Meskipun payah tapi menjadi orang Indonesia, hidup begitu bebas dan merdeka. Semua bisa mengekspresikan dirinya seluas mungkin. Kemanapun mau pergi silahkan karena komunikasi mudah, semuanya menggunakan bahasa Indonesia yang sama dari sabang sampai merauke, yang beda cuma dialeknya saja. Tidak seperti tetangga yang lokasinya saja yang di timur tetapi baju budayanya western walaupun orangnya semuanya timur tapi bahasa bukan lagi bahasa ibunya, semua idiom kalau tidak di-western-kan berarti tidak modern.

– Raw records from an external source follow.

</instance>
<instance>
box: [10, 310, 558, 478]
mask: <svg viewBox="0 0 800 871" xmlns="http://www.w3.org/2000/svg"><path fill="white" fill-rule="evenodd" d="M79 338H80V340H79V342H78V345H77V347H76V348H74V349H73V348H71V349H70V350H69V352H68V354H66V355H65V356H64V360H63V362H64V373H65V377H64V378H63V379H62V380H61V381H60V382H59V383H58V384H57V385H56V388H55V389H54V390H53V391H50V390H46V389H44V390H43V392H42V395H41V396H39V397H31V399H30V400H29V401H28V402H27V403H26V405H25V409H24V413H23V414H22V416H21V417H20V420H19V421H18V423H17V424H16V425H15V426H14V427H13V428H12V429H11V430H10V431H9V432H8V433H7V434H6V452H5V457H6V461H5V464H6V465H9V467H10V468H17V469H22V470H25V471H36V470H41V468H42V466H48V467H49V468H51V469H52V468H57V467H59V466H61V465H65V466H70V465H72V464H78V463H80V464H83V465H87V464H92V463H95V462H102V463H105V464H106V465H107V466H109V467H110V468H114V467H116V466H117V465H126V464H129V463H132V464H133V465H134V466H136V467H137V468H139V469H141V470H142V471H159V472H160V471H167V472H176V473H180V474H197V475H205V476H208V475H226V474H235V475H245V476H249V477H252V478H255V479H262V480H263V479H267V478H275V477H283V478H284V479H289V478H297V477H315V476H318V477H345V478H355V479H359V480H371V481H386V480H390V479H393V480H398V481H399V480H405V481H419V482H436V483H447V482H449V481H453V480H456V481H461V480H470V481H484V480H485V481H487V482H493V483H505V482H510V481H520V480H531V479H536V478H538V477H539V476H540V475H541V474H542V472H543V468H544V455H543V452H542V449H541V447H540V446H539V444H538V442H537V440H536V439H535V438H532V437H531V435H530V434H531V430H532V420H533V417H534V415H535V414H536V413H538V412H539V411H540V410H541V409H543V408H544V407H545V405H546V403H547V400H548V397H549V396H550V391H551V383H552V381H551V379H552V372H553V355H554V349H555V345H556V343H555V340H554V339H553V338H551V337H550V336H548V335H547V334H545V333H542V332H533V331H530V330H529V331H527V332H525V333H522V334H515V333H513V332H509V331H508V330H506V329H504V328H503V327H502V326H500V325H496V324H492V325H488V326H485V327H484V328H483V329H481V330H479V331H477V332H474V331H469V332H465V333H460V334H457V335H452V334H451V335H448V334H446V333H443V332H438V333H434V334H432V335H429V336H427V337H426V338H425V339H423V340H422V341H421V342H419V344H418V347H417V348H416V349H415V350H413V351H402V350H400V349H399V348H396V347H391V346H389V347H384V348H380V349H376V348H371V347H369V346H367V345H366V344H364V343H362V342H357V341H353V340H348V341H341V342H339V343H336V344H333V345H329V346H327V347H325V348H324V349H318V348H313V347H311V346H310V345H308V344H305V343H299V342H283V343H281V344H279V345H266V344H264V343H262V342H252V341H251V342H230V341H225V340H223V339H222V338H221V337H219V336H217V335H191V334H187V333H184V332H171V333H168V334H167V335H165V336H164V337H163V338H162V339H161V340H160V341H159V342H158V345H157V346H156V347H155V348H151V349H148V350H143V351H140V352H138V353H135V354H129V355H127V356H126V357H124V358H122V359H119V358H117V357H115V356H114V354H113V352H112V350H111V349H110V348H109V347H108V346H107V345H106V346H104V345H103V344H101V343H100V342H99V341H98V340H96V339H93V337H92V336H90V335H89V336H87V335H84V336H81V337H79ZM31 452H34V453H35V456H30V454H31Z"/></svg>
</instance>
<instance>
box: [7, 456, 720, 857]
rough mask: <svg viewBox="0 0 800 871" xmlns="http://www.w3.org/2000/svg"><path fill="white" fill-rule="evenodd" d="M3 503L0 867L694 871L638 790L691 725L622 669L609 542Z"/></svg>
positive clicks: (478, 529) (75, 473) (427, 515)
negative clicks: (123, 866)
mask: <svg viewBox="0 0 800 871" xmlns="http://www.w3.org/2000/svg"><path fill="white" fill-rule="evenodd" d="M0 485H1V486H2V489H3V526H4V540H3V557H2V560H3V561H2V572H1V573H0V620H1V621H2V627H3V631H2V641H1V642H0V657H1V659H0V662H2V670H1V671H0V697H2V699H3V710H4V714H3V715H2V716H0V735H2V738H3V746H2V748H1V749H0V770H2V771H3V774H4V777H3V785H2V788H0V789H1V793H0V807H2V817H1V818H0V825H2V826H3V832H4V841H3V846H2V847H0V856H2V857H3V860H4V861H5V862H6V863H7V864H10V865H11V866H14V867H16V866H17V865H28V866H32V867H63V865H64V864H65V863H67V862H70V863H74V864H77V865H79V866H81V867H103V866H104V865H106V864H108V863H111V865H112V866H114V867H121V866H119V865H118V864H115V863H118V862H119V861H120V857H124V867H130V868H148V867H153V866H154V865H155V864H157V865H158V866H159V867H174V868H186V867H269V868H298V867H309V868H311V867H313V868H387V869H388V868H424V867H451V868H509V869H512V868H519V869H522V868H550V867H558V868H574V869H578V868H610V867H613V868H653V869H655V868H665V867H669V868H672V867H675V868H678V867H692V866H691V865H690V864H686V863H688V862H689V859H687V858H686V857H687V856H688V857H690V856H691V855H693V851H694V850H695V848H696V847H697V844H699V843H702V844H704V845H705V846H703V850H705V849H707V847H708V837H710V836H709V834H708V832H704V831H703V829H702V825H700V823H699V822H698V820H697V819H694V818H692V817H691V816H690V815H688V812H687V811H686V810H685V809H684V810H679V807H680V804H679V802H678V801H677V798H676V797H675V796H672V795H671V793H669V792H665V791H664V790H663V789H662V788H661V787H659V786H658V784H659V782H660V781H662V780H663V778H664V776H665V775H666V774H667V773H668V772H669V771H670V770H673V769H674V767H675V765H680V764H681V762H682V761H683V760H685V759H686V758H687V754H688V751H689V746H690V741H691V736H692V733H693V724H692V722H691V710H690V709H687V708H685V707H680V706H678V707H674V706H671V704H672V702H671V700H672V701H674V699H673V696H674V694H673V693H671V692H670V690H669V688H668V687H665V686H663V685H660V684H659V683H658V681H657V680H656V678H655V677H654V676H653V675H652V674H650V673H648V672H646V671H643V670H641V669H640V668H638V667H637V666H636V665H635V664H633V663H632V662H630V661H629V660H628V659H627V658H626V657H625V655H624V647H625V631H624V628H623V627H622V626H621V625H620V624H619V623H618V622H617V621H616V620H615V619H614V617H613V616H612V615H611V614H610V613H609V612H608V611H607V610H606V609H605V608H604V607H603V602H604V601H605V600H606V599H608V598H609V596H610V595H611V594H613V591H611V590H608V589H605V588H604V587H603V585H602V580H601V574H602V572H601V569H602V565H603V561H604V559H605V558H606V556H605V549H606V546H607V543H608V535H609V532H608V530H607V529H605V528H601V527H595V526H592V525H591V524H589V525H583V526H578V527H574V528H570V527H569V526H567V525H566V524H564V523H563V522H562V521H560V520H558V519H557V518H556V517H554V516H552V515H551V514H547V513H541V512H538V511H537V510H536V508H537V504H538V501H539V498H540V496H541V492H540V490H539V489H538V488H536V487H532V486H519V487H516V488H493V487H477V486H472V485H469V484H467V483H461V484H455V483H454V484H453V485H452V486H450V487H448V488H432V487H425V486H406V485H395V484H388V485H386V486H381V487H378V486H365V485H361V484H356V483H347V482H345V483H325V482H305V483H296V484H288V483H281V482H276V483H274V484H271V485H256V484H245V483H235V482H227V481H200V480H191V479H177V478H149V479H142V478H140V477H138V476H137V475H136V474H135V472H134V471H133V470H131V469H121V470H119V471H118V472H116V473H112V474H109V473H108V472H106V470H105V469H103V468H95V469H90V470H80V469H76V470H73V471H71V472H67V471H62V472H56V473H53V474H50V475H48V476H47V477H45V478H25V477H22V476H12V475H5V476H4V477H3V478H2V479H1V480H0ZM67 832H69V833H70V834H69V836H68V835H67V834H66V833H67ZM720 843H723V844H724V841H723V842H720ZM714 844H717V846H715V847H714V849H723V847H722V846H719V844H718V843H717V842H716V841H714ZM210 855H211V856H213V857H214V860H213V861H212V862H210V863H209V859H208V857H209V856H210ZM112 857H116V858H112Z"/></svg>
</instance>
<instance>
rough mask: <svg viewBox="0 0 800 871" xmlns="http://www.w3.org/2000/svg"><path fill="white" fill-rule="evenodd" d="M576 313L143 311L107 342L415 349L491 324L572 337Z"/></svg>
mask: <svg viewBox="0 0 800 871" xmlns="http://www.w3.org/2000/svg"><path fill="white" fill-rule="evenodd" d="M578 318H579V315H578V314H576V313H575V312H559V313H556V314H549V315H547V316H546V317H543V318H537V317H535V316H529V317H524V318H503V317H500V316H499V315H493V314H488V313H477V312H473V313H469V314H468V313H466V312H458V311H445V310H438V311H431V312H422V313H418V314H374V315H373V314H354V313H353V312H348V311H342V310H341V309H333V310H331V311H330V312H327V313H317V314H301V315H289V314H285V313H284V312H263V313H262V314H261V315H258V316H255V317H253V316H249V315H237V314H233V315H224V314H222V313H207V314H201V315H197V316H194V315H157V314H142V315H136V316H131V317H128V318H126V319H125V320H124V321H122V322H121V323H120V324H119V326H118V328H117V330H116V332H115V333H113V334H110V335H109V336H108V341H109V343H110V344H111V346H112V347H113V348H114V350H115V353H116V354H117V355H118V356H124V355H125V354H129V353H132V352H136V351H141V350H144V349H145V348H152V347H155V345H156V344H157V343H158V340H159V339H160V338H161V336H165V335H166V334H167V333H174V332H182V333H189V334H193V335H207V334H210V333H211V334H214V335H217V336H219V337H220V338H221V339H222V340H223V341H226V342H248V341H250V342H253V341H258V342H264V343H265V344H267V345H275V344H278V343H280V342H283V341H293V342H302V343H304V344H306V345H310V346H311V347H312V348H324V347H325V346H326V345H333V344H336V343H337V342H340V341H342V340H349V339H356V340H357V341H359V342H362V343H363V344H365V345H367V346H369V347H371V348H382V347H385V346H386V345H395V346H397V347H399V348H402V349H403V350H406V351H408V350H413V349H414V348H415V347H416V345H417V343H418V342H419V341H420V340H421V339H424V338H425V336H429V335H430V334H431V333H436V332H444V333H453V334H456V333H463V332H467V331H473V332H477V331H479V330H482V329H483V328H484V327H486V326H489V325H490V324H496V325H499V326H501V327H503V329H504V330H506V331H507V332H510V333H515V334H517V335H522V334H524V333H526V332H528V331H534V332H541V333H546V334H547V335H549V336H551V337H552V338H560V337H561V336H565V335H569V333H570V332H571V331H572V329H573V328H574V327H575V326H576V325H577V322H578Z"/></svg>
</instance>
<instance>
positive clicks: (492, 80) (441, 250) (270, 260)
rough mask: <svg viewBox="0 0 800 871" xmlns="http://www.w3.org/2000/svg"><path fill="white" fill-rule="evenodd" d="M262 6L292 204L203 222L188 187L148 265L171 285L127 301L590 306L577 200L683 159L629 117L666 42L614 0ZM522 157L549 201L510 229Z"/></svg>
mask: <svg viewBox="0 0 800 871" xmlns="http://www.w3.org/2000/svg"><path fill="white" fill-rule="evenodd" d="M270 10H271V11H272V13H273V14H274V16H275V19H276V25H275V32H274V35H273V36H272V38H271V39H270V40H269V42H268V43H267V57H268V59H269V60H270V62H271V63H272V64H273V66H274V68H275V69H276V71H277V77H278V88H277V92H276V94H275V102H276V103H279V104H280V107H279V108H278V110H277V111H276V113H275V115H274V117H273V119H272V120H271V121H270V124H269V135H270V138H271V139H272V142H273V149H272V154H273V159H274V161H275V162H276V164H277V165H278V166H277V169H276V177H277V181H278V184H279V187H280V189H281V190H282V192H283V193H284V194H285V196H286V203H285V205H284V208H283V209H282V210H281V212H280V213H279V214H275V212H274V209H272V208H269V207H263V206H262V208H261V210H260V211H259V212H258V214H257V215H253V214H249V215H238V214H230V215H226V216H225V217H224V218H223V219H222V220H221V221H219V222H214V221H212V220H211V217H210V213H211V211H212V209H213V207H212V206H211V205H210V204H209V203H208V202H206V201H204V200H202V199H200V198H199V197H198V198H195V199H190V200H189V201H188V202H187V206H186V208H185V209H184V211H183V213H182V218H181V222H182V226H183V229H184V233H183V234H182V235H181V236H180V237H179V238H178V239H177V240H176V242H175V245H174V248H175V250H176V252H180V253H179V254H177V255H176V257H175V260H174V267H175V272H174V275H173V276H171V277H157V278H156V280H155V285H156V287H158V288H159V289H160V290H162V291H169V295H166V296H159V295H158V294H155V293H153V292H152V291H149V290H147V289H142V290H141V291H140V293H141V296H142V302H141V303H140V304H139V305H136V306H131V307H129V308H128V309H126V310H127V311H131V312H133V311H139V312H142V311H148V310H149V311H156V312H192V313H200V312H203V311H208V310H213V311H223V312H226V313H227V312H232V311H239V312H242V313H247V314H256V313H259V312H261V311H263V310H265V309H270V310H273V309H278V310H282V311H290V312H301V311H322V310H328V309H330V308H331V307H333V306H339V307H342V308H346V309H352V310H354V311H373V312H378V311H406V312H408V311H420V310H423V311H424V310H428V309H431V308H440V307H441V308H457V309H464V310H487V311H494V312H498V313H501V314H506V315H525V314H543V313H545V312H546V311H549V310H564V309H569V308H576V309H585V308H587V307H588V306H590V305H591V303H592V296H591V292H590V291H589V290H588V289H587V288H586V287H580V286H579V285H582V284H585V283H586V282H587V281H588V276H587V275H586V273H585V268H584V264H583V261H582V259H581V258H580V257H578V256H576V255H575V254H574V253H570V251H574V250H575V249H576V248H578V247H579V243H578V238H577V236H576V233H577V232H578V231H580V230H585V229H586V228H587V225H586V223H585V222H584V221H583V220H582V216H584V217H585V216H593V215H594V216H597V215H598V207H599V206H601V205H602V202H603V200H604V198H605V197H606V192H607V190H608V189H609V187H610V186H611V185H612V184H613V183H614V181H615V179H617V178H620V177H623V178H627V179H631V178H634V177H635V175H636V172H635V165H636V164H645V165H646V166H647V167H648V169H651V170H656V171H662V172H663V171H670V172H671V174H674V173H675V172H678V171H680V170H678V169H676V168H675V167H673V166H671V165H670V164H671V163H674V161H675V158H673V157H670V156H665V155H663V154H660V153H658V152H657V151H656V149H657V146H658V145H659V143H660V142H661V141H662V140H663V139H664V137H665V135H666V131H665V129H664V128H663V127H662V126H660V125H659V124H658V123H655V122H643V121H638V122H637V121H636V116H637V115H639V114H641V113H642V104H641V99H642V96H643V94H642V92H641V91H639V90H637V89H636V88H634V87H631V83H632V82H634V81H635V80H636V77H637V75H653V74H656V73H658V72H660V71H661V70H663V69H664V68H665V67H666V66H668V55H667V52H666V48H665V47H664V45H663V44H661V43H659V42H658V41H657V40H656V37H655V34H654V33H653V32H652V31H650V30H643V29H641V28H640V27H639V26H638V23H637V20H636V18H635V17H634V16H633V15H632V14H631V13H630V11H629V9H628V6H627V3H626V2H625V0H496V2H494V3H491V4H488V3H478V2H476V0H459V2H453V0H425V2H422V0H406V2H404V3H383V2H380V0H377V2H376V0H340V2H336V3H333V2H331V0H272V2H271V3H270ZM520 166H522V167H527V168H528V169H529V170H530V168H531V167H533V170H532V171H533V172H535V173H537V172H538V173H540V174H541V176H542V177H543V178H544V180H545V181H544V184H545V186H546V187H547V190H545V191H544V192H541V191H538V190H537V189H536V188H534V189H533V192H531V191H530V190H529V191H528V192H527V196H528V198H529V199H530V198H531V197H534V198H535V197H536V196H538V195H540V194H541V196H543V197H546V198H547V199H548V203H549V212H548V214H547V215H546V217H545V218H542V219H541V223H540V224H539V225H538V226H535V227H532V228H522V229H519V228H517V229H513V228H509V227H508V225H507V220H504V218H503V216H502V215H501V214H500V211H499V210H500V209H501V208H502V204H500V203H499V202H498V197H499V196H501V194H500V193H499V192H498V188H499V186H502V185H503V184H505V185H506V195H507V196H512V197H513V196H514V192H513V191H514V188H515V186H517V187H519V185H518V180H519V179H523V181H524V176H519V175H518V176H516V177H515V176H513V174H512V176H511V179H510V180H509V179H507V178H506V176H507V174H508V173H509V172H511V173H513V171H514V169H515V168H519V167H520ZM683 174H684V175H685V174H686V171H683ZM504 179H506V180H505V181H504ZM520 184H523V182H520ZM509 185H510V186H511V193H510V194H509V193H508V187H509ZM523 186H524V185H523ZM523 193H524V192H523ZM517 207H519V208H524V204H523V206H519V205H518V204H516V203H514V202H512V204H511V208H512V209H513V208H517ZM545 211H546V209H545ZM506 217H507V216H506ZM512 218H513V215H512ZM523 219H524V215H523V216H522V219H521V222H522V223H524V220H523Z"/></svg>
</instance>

Banggalah menjadi orang Indonesia, masih bisa hidup senang meskipun kehidupan ekonomi semrawut. Disini musik kita menjadi tuan rumah, disini masakan kita menjadi tuan rumah, disini kelakuan kita yang salamak paruik menjadi tuan rumah, kemanapun wajahmu kau palingkan yang kau lihat Indonesia dengan segala ekspresinya.


Disini teh talua, makan lesehan, rendang, bubur ayam, ketoprak, sampai tempe bacem pun ada. Dari manusia zaman batu sampai manusia ultra modern bisa kita jumpai. Ada ribuan suku dan budaya semua tumlek menyatu di sini dan kalau kita sapa semua bicara dalam bahasa yang sama yakni Bahasa Indonesia.


Itulah alasan mengapa:

Aku Tetap Bangga menjadi OI (ORANG INDONESIA).